Diet, exercise and lifestyle modification are the cornerstones of treatment for PCOS, showing successes above and beyond any form of medication(s) available. Research continuously shows improvement in all of the major characteristics of PCOS when diet, exercise and weight loss strategies are implemented. Research also suggests that a variety of nutritional supplements and herbal medicines are useful additions to diet and lifestyle modification.
All nutrients are required at every/various stages of oocyte and fetal development, and a prenatal vitamin is like an insurance policy for your dietary requirements. The underlying pathologies of PCOS, glucose intolerance and insulin sensitivity, are both influenced by numerous vitamins and minerals, including calcium, biotin, folic acid, chromium, magnesium, potassium, vanadium, zinc and vitamins B6, B12, D and E. Bottom line? Prenatal vitamins are important!

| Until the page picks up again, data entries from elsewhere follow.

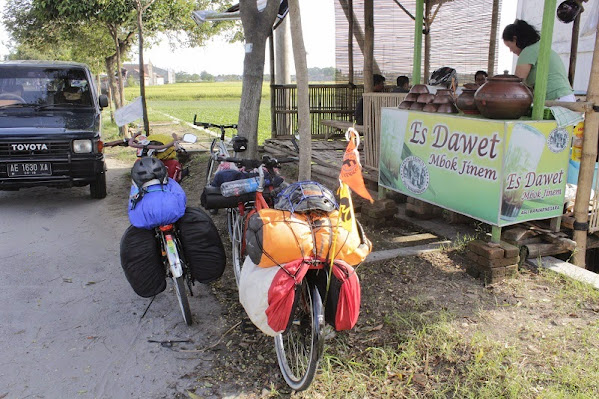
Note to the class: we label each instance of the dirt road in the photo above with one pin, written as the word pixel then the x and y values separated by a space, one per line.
pixel 71 326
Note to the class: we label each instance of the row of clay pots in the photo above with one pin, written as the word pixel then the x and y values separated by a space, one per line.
pixel 501 97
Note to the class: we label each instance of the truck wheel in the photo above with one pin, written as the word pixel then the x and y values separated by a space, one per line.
pixel 97 188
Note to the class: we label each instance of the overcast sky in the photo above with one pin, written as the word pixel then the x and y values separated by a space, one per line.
pixel 219 57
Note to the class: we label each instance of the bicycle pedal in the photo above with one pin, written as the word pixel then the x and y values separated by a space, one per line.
pixel 247 327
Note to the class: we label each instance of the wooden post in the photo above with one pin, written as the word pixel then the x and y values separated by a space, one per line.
pixel 427 40
pixel 587 163
pixel 493 39
pixel 538 104
pixel 574 50
pixel 417 42
pixel 350 43
pixel 368 45
pixel 273 114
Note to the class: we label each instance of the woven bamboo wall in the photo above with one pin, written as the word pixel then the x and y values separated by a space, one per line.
pixel 460 37
pixel 327 101
pixel 373 102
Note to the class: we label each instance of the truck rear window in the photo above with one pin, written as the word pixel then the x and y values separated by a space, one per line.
pixel 44 86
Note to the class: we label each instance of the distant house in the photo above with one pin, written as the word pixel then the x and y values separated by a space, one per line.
pixel 152 75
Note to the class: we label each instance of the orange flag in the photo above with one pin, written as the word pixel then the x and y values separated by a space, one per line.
pixel 351 170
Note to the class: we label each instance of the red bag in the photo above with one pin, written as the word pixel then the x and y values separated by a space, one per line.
pixel 281 293
pixel 174 169
pixel 342 306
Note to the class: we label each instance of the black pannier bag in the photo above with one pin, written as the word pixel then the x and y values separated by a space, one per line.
pixel 203 249
pixel 142 262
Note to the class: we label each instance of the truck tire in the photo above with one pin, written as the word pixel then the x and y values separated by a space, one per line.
pixel 97 188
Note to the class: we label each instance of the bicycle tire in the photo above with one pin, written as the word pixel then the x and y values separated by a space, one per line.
pixel 179 283
pixel 300 347
pixel 235 224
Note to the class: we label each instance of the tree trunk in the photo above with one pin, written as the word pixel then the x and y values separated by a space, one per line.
pixel 110 72
pixel 142 81
pixel 257 26
pixel 303 103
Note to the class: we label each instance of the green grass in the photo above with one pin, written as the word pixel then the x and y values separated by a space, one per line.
pixel 212 102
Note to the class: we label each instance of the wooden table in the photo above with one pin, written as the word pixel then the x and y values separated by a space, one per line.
pixel 342 125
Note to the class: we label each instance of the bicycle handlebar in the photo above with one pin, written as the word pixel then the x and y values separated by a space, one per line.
pixel 208 124
pixel 268 161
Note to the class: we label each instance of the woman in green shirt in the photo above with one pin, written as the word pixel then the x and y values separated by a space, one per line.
pixel 523 40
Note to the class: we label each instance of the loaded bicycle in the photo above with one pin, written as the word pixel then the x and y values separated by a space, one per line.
pixel 298 330
pixel 218 147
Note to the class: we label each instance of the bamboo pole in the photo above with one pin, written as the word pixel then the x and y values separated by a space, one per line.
pixel 418 42
pixel 587 163
pixel 273 114
pixel 427 39
pixel 538 104
pixel 493 39
pixel 350 43
pixel 574 50
pixel 368 45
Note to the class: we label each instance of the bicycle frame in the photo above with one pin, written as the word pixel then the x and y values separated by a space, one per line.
pixel 168 243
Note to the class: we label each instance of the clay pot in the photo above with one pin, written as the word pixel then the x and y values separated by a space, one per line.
pixel 416 106
pixel 447 108
pixel 426 98
pixel 412 97
pixel 471 86
pixel 430 107
pixel 465 102
pixel 503 97
pixel 442 99
pixel 444 92
pixel 419 89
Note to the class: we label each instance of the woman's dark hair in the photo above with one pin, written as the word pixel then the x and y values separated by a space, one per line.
pixel 525 34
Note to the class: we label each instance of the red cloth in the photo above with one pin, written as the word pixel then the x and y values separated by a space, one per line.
pixel 281 294
pixel 348 306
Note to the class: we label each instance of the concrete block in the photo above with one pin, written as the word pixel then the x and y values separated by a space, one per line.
pixel 482 248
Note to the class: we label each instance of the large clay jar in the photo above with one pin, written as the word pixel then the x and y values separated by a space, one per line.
pixel 465 102
pixel 503 97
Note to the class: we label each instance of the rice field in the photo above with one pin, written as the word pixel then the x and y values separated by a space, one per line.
pixel 216 102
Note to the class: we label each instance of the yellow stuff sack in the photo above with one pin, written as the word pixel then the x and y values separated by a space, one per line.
pixel 161 139
pixel 352 247
pixel 275 237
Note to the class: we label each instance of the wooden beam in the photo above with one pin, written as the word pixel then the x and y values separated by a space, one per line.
pixel 368 45
pixel 358 34
pixel 493 39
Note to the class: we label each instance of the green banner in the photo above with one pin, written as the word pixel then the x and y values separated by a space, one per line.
pixel 500 172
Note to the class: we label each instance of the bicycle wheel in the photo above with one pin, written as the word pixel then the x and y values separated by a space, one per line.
pixel 179 283
pixel 235 224
pixel 299 348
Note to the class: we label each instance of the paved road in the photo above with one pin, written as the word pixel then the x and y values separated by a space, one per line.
pixel 70 325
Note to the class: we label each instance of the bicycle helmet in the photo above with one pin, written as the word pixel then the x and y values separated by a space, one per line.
pixel 305 196
pixel 568 10
pixel 443 76
pixel 239 143
pixel 147 169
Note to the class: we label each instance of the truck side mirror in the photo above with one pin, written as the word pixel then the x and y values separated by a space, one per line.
pixel 103 101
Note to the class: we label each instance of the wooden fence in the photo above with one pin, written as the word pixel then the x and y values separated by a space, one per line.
pixel 373 102
pixel 327 101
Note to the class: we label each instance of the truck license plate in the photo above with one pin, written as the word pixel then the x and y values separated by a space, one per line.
pixel 29 169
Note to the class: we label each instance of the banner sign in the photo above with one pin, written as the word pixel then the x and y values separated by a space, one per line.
pixel 497 171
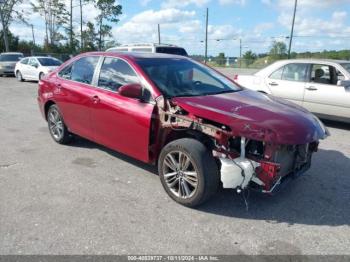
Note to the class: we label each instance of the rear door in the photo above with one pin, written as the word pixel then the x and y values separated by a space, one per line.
pixel 119 122
pixel 288 82
pixel 75 95
pixel 323 95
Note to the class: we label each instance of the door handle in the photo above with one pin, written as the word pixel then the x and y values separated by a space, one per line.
pixel 95 99
pixel 311 88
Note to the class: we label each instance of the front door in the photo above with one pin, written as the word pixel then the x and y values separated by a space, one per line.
pixel 322 94
pixel 120 123
pixel 74 95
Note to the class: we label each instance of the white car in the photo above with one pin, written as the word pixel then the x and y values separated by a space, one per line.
pixel 321 86
pixel 35 67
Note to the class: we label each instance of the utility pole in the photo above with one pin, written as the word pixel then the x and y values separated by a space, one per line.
pixel 33 34
pixel 292 31
pixel 158 34
pixel 81 24
pixel 4 29
pixel 240 52
pixel 71 25
pixel 206 37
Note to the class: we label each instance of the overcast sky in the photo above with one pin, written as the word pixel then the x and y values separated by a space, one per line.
pixel 320 24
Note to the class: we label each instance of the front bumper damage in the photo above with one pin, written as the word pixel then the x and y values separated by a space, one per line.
pixel 264 176
pixel 248 157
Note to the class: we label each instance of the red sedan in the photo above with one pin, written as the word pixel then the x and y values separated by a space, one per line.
pixel 200 128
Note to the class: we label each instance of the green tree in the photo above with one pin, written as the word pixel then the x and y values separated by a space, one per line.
pixel 8 13
pixel 278 50
pixel 56 16
pixel 109 12
pixel 249 58
pixel 89 38
pixel 11 39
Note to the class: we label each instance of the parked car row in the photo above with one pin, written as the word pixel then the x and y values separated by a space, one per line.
pixel 27 68
pixel 320 86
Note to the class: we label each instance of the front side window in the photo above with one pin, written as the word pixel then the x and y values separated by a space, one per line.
pixel 346 66
pixel 277 74
pixel 182 77
pixel 322 74
pixel 83 70
pixel 291 72
pixel 33 62
pixel 10 57
pixel 116 73
pixel 47 61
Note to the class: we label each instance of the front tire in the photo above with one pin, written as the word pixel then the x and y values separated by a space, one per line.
pixel 19 76
pixel 188 172
pixel 58 129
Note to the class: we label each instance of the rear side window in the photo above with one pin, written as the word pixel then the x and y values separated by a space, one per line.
pixel 291 72
pixel 25 61
pixel 116 73
pixel 81 70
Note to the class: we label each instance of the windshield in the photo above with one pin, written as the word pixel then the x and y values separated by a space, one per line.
pixel 172 51
pixel 10 58
pixel 49 62
pixel 346 66
pixel 181 77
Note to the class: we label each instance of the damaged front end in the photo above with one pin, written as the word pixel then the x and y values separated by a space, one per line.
pixel 247 156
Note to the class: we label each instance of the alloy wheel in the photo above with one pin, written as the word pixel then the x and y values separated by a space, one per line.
pixel 56 124
pixel 180 174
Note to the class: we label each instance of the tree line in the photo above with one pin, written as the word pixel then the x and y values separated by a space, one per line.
pixel 60 34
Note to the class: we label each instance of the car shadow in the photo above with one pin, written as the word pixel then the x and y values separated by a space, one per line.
pixel 84 143
pixel 320 197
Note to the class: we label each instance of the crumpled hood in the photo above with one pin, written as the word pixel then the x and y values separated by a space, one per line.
pixel 257 116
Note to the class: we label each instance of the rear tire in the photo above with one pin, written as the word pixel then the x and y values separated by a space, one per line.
pixel 188 172
pixel 57 128
pixel 19 76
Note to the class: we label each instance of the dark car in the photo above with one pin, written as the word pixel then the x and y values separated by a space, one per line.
pixel 196 125
pixel 8 63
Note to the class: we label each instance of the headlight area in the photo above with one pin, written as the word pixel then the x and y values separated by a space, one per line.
pixel 255 162
pixel 262 166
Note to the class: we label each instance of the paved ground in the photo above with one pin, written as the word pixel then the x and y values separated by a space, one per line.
pixel 86 199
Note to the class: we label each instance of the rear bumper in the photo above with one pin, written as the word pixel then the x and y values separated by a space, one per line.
pixel 281 183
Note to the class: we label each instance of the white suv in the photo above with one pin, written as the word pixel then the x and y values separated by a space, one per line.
pixel 150 48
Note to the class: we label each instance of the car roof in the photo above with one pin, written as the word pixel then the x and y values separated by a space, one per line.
pixel 11 53
pixel 314 60
pixel 136 55
pixel 145 45
pixel 41 57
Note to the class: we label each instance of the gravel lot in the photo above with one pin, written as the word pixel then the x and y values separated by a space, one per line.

Myo-inositol (also referred to as inositol) is known as a natural insulin-sensitizing agent, and has been extensively researched for PCOS and infertility. Higher levels of inositol in the follicular fluid are associated with increased follicular maturity and oocyte quality. Inositol plays a role in activating enzymes that control glucose metabolism. 50-70% of women diagnosed with PCOS will display insulin resistance and impaired glucose tolerance.
At therapeutic dosages, inositol supplementation has shown significant reductions in serum luteinizing hormone, free/total testosterone, prolactin, insulin, triglycerides, as well as blood pressure and body mass index. Inositol improves the hormonal symptoms of PCOS including acne and hirsutism, with 53% of acne sufferers and 30% of hirsutism cases resolving completely. Up to 72% of anovulatory PCOS women taking inositol may have complete restoration of ovulation. When combined with IVF medications (recombinant FSH), the women taking the inositol appeared to require less medication, fewer days stimulation to retrieve oocytes, and they had fewer immature follicles and lower rates of ovarian hyperstimulation (Papaelo et al, 2007).
Gymnema sylvestre (Gymnema)
Often referred to as ‘the great sugar destroyer’, Gynmena is best known as an anti-diabetic, hypoglycemic, lipid lowering and weight loss supporter. Gymnema may have trophorestorative effects on the beta cells of the pancreas, and may actually increase natural insulin production with long term use. Gymnema is well indicated for PCOS due to its insulin modulating activity, triglyceride lowering effects, and its ability to inhibit absorption of glucose in the intestine, thereby lowering the glycemic response to meals. Studies suggest Gymnema is as effective for PCOS as metformin, and as far as we know does not come with the same harmful effects.
N-acetylcysteine (NAC) is a precursor to the amino acid L-cysteine, and is required for glutathione production, a potent antioxidant. Women with PCOS tend to have higher levels of oxidative stress than women without, and therefore require more antioxidants. NAC has been shown to benefit PCOS patients by increasing insulin sensitivity, reducing testosterone levels and improving ovulation rates. A study done comparing metformin to NAC in PCOS patients showed that NAC appeared to have comparable effects on hyperandrogenism, hyperinsulinaemia and menstrual irregularity, but without the side effects (Oner et al 2011).
Fish oil contains high levels of omega 3 fatty acids EPA and DHA, both of which are beneficial for PCOS patients. Omega 3’s appear to reduce insulin resistance, inflammation and oxidative stress, lower risk of cardiovascular disease, serum triglycerides and blood pressure. A 2011 study (Phelin et al) showed omega 3’s lowered free testosterone levels, implicating them in the treatment of hirsutism, acne and hair loss associated with PCOS sufferers. A 2013 study by Oner et al demonstrated a reduction in BMI, insulin levels, hirsutism (Ferrimen-Gallwey scoring) and HOMA scores compared to baseline. In the hormone profile, serum LH and testosterone decreased, and sex hormone binding globulin increased significantly.
PCOS is a complicated, multifactorial condition, and can present in many different ways. As no two cases are ever the same, the treatment methods may vary from patient to patient. Care must be taken when combining pharmaceuticals with nutritional supplements and herbal medicines, especially for those trying to conceive or are already pregnant, as interactions can occur.